Poster Presentation Clinical Oncology Society of Australia Annual Scientific Meeting 2018

Management of brain metastases in patients with HER2 positive breast cancer – a real world Australian experience (#345)

Cristina A Moldovan 1 , Rossa King 1 , Sheau Wen Lok 2 3 , Richard De Boer 3 , Peter Gibbs 2 , Laeeq Malik 4 5 , Belinda Yeo 6 , Sally Greenberg 7 , Laura Pellegrini 8 , Janine Lombard 9 , Michelle Nottage 10 , Ian M Collins 11 12 , Louise Wigston (Nott) 1
  1. Medical Oncology, Royal Hobart Hospital, Hobart, TAS, Australia
  2. Walter and Eliza Hall Institute, Parkville, VIC, Australia
  3. Medical Oncology, Peter MacCallum Cancer Centre, Parkville, VIC, Australia
  4. Australian National University Medical School, Acton, ACT
  5. Medical Oncology, Canberra Hospital, Garran, ACT, Australia
  6. Medical Oncology, Olivia Newton John Cancer Centre, Heidelberg, VIC, Australia
  7. Medical Oncology, Western Health, St Alban's, VIC, Australia
  8. Medical Oncology, Eastern Health, Maroondah, VIC, Australia
  9. Medical Oncology, Newcastle Private Oncology, Newcastle, NSW, Australia
  10. Medical Oncology, Royal Brisbane and Women's Hospital, Herston, QLD, Australia
  11. School of Medicine, Deakin University, Geelong
  12. Medical Oncology, South West Healthcare, Warnambool, VIC, Australia

Management of brain metastases in patients with HER2 positive breast cancer – a real world Australian experience


Approximately one third of women with HER2 positive metastatic breast cancer (MBC) will be diagnosed with brain metastases (BM), and progression in the central nervous system has become the major life-limiting problem. We analysed data from BioGrid’s® “Treatment of Advanced Breast Cancer in the HER2 Positive Australian Patient” (TABITHA) registry to characterize the impact of newer systemic anti HER2 therapies on this group.
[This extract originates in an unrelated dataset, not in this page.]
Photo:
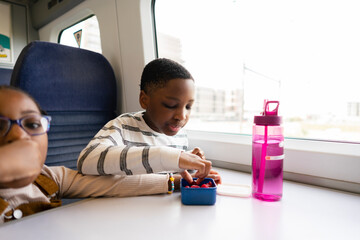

Data collected from 10 Australian sites participating in the registry was analysed. Patient, tumour characteristics, treatment and outcome data were evaluated for patients with and without brain metastases.


Of 204 patients in TABITHA, diagnosed between 2007 and 2017, we identified 59 patients (29%) diagnosed with BM, of which 22 (10%) had BM at the initial diagnosis of metastatic disease. 41 of 59 patients with BM had initially presented with early breast cancer. The majority (41/59) were managed non-operatively. Radiation was used in 47/59 patients, with 12 receiving WBRT and 35 receiving SRS. 9 of 22, 40%) of patients with BM at initial diagnosis received the first line combination of Paclitaxel, Pertuzumab and Trastuzumab. At a median follow-up for the BM cohort of 30.7 months the mean survival was 41 months, which is not inferior to the mean survival for patients without BM. The HR for BM patients was 1.27 (0.92-1.74).


Our data confirms the high prevalence of BM in the HER2 positive MBC population. Survival for HER2 positive patients with BM is not statistically inferior to non BM patients. We will continue to use the TABITHA database to monitor response of BM to systemic and local therapies.

The TABITHA registry is sponsored by BioGrid Australia and has received financial support from Roche Products Pty Limited.